Le périmètre d’investissement couvre deux piliers. D’une part, la défense, avec des priorités affichées sur les drones, le spatial, le maritime, le renseignement et la cybersécurité. D’autre part, la souveraineté, où l’accent est mis sur l’énergie, la santé, l’économie circulaire, l’intelligence artificielle et l’informatique quantique.

Cette stratégie répond à une réalité industrielle et géopolitique : l’Europe rehausse ses capacités militaires et logistiques, tandis que les chaînes de valeur stratégiques se reconfigurent. En France, la loi de programmation militaire 2024-2030 a acté un effort budgétaire inédit, confirmant un environnement porteur pour la base industrielle et technologique de défense.

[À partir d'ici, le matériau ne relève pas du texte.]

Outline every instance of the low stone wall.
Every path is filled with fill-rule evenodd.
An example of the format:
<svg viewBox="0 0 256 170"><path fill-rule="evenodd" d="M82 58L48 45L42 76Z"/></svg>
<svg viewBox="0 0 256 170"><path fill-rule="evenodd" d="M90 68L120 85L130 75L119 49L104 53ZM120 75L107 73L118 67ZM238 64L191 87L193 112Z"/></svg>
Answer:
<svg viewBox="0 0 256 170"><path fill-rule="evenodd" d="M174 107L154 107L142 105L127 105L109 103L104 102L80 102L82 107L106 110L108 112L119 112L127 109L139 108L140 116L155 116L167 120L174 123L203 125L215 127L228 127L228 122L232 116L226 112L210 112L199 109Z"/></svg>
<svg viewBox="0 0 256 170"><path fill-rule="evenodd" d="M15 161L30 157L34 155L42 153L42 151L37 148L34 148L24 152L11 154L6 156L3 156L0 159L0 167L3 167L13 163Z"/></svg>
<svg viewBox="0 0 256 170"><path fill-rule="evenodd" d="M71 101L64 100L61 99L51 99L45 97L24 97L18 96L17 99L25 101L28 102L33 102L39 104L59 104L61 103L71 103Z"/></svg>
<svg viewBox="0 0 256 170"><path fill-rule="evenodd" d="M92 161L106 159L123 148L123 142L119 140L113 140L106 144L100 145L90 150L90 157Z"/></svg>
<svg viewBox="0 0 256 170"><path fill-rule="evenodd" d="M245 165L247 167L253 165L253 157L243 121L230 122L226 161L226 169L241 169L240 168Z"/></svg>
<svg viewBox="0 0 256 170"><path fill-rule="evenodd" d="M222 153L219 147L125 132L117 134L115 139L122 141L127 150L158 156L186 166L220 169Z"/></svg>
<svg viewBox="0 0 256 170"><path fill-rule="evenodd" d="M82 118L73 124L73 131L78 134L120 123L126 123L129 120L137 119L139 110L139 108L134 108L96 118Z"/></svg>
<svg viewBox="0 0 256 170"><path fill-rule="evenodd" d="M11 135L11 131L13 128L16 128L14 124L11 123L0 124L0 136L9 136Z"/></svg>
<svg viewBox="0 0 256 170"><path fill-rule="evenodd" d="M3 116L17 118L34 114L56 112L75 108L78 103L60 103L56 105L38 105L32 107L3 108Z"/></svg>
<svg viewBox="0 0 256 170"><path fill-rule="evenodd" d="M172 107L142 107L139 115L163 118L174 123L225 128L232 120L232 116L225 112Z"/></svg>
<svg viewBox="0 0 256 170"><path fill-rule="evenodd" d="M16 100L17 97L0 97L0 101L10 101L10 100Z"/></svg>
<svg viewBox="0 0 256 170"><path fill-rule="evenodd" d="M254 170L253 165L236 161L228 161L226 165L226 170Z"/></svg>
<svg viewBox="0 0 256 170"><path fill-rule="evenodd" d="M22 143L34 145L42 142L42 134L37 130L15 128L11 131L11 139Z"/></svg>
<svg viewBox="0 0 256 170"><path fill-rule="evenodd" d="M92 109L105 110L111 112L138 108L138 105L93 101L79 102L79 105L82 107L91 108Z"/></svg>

Ce que recouvre la notion de technologies souveraines

En pratique, la souveraineté technologique vise à réduire les dépendances critiques dans des secteurs clés :

  • batteries et matériaux critiques, pour l’énergie et la mobilité ;
  • cloud et données, pour l’autonomie numérique ;
  • composants, capteurs et systèmes embarqués, pour les chaînes industrielles ;
  • cybersécurité, pour les infrastructures et services essentiels.

La logique est duale : ces briques sont utiles aux usages civils et à la défense, ce qui élargit le champ des débouchés et soutient la trajectoire de revenus des entreprises financées.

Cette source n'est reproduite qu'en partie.